Politics

Senator warns of location tracking at reproductive clinics


Wyden’s office has been investigating Near Intelligence Inc.
since last year after a report by The Wall Street Journal uncovered that an anti-abortion group had used data from the company to target people who had visited reproductive clinics. 

Since Roe was overturned in 2022, activists have warned that location tracking data may be used by officials in states with anti-abortion laws to target and prosecute people seeking abortion services as well as the clinicians who provide them. 

“If a data broker could track Americans’ cell phones to help extremists target misinformation to people at hundreds of Planned Parenthood locations across the United States, a right-wing prosecutor could use that same information to put women in jail,” Wyden said in a statement.

 


Near Intelligence filed for Chapter 11 bankruptcy in December. Wyden called on the Federal Trade Commission (FTC) to intervene and ensure that “all location and device data held by Near about Americans is promptly destroyed and is not sold off, including to another data broker.” 

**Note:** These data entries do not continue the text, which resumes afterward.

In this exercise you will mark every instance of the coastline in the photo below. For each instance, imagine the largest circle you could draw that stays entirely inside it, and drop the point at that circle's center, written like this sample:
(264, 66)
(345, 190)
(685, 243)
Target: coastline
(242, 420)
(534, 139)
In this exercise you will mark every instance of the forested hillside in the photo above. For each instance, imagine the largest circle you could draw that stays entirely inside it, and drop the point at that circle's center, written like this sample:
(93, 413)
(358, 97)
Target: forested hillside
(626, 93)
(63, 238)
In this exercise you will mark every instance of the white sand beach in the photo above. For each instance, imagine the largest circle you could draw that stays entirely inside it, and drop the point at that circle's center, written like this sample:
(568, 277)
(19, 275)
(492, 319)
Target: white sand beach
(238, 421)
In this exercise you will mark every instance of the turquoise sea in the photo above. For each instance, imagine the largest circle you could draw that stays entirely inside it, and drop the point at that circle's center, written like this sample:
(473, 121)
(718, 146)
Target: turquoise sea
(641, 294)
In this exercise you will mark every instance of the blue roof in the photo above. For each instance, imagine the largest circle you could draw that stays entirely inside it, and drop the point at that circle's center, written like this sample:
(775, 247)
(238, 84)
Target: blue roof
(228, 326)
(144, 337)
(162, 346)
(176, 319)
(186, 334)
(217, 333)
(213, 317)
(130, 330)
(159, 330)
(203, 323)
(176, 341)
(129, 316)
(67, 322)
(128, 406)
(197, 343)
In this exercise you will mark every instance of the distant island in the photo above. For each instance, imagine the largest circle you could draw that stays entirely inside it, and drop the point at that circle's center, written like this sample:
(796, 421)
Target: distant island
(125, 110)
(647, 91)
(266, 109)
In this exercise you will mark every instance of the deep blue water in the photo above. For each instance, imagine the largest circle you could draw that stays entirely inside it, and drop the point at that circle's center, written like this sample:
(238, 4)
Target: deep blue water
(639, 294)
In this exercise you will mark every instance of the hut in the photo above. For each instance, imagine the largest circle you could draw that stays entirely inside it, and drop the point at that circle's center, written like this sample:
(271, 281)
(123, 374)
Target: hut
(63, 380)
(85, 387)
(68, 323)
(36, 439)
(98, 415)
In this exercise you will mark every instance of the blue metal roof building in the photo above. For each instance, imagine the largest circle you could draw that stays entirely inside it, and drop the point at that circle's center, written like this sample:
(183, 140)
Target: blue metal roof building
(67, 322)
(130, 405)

Anxieties over the use of location data to go after people seeking abortions have grown even as tech companies have promised to erase such information.

 

Refresher: Google committed to deleting the location data of consumers visiting reproductive clinics, but a study released last month by the nonprofit Accountable Tech found that this action only occurred about 50 percent of the time. 


“A person seeking abortion would have the same odds as a coin flip to determine whether their location data might still be retained by Google and used to prosecute them,” Accountable Tech said of its findings.